La procédure sommaire étant applicable (CREC 4 avril 2011/20
c. 1), le délai de recours est de dix jours (art. 321 al. 2 CPC)
Interjeté en temps utile, par une personne qui y a intérêt, le
recours est recevable à la forme.
2.Le recourant peut invoquer la violation du droit (art. 420 let. a
CPC) et la constatation manifestement inexacte des faits (art. 320 let. b
CPC). L'autorité de recours dispose d'un plein pouvoir d'examen s'agissant
de la violation du droit (Spühler, Basler Kommentar, 2010, n. 12 ad art.
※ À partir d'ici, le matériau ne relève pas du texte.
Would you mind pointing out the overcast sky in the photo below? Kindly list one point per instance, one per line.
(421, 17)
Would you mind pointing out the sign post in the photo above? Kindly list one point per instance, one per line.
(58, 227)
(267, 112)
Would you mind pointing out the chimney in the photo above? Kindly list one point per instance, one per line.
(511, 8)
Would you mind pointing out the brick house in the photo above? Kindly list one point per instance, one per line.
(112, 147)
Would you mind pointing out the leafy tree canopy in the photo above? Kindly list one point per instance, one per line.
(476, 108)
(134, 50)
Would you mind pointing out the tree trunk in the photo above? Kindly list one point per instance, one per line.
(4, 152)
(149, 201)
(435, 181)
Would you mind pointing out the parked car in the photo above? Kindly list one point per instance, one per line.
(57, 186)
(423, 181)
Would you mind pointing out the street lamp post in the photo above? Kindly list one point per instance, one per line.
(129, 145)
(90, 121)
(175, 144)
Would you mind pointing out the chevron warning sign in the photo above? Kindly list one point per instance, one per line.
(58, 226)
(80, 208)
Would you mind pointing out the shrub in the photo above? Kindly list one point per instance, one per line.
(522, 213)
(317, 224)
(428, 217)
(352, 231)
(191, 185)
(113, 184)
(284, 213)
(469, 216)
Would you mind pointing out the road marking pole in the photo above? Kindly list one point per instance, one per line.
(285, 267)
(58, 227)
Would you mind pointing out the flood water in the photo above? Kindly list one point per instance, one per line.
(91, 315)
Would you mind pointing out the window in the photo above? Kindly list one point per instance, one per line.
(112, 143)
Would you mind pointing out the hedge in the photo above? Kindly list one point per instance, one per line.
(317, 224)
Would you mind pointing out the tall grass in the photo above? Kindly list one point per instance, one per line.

319 CPC, p. 1504). Elle revoit librement les questions de droit soulevées
par le recourant et peut substituer ses propres motifs à ceux de l'autorité
précédente ou du recourant (Hohl, Procédure civile, tome II, 2
e
éd., 2010,
n° 2508, p. 452).
3.a) La recourante fait valoir qu'elle est l'unique sœur encore
vivante du défunt et déclare ne pas comprendre pourquoi l'intimé figure
sur le certificat d'héritier en cause, alors que son propre fils n'y figure pas.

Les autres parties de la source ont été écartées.